How to model this measurement error problem best?

Hi everyone,

I would highly appreciate feedback for my model. Do you think there are better ways to model this in stan?

We measured our predictor hc_obs, which we want to use to predict y. hc_obs is an attempt to measure hc_true, which unfortunately does not work without measurement error. Subjects who have higher hw will have reduced reduced hc_obs as a technical artifact while when hw == 0, there is no measurement error (no person has hw == 0). See the DAG corresponding to our data (grey variables are unobserved):

Screenshot 2021-05-05 at 20.18.08

I thought just including hw in a regression like this will be sufficient:

y \sim bmi + hc_obs + hw

This way the model would answer: Keeping hw and bmi constant, what effect would increasing hc_obs have on y. Therefore, the error is controlled for. I tried to simulate this in R:

library(tidyverse)
library(brms)

N <- 1e4
bmi <- rnorm(n = N, mean = 0, sd = 2)
hc <- rnorm(mean = 0, sd = 2, n = N)
hw <- rnorm(n = N, mean = 0, sd = 1)

bHW <- -0.5
bHC <- -1
bBMI <- 0.5

hc_obs <- rnorm(mean = hc + bHW * hw, sd = 1, n = N)
y <- rnorm(n = N, mean = bHC * hc + bBMI * bmi, sd = 1)
tb <- tibble(bmi, hc, hw, hc_obs, y)

m1 <- brm(
  y ~ bmi + hc_obs + hw,
  data = tb
)
summary(m1)

I have an unrealistically high sample size here but it illustrates that this model cannot restore the correct effect estimates in the simulation example. It does not really make a difference whether I include hw or not. The estimates are off in a similar way.

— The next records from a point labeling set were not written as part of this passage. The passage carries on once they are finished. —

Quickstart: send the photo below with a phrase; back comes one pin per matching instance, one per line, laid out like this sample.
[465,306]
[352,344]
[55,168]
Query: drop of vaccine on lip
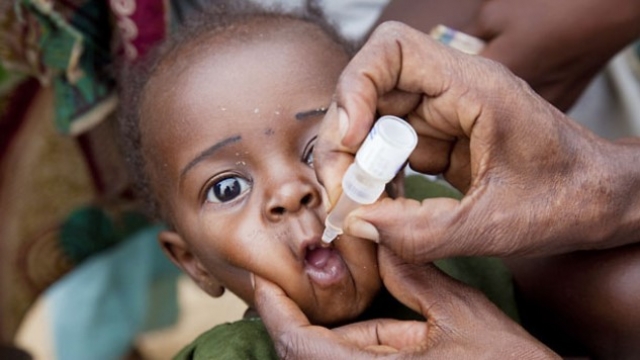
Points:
[318,257]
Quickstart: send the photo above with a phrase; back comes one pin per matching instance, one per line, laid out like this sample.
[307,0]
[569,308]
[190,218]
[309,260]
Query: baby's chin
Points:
[337,312]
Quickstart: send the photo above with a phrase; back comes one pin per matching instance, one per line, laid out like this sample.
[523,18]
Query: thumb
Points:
[415,231]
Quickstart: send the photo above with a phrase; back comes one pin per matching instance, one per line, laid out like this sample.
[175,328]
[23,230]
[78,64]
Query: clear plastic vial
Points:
[381,156]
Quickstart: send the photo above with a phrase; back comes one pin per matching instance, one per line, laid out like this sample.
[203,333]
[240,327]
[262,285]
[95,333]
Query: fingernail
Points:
[343,122]
[362,229]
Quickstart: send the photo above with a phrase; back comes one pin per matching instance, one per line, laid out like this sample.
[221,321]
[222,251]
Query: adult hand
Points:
[556,46]
[462,323]
[535,182]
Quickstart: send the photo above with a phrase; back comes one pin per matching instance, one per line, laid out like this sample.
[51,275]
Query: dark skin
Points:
[558,60]
[462,323]
[572,41]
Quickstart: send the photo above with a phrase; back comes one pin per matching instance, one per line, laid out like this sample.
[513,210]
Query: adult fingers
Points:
[385,334]
[416,231]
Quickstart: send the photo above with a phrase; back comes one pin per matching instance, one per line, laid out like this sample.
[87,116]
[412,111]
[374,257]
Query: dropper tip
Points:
[329,235]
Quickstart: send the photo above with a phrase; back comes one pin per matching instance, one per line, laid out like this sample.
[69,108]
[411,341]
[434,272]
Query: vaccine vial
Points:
[382,154]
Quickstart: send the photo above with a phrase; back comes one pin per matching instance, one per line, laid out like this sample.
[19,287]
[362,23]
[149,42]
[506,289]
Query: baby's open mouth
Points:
[324,265]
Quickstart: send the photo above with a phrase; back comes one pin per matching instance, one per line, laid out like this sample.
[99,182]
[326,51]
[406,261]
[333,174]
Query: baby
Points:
[219,125]
[221,128]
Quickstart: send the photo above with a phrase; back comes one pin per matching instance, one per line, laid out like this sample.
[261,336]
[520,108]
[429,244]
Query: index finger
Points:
[390,74]
[278,312]
[293,335]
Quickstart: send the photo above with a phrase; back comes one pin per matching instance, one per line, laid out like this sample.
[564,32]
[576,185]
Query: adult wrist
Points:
[620,178]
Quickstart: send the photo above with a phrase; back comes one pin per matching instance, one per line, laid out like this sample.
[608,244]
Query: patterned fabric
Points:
[64,193]
[68,45]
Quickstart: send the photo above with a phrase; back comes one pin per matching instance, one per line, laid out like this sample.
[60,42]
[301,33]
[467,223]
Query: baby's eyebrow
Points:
[311,113]
[208,152]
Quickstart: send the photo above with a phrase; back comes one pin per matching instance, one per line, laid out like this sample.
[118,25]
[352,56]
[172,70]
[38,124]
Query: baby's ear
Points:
[180,254]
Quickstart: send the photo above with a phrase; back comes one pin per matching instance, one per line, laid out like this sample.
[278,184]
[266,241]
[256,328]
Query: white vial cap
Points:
[387,147]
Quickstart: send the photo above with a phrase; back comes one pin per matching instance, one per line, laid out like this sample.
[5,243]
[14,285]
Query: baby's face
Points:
[229,139]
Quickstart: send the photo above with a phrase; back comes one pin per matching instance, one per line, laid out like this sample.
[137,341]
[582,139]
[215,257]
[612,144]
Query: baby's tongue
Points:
[318,257]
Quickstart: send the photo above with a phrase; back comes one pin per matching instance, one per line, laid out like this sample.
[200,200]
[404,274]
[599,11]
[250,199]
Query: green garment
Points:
[248,338]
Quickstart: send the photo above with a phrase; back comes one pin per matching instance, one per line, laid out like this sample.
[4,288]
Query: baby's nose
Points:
[290,198]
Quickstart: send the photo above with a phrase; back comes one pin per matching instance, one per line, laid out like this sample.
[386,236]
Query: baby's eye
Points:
[227,189]
[307,155]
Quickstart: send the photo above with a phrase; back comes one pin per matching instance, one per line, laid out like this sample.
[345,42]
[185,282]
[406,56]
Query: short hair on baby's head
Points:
[219,18]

How would you model this differently (I would also welcome stan code). Given my DAG, I am thinking of some kind of measurement error model but all my attempts so far did not work out. For example I tried the following stan model:

data{
    int<lower=1> N_subj;
    vector[N_subj] y;
    vector[N_subj] bmi;
    
    vector[N_subj] hw;
    vector[N_subj] hc_obs;
}
parameters{
    real a_y;
    real bBMI;
    real<lower=0> sigma_y;
    real bHC;
    
    real a_hc_obs;
    real bHW;
    real<lower=0> sigma_hc_obs;
}
model{
    vector[N_subj] mu_hc_obs;
    sigma_hc_obs ~ exponential(1);
    bHW ~ normal(0, 1);
    a_hc_obs ~ normal(0, 1);
    for (i in 1:N_subj) {
        mu_hc_obs[i] = a_hc_obs + hw[i] * bHW;
    }
    hc_obs ~ normal(mu_hc_obs ,sigma_hc_obs);
  
    vector[N_subj] mu_y;
    sigma_y ~ exponential(1);
    bBMI ~ normal(0, 1);
    a_y ~ normal(0, 1);
    for (i in 1:N_subj) {
        mu_y[i] = a_y + bmi[i] * bBMI + (hc_obs[i] + bHW * hw[i]) * bHC;
    }
    y ~ normal(mu_y ,sigma_y);
}
generated quantities{
    vector[N_subj] log_lik;
    vector[N_subj] mu_y;
    for (i in 1:N_subj) {
        mu_y[i] = a_y + bmi[i] * bBMI + (hc_obs[i] + bHW * hw[i]) * bHC;
    }
    for (i in 1:N_subj) log_lik[i] = normal_lpdf(y[i] | mu_y[i], sigma_y);
}

That model is similarly off regarding my main predictor of interest. The estimate for bHW is completely off there. I tried also a model where I specificy

    for (i in 1:N_subj) {
        sigma_hc_obs[i] = hw[i] * bHW;
    }
    
    hc_obs ~ normal(mu_hc_true, sigma_hc_obs);

My attempt here was that for each individual I get an estimate for hc_true.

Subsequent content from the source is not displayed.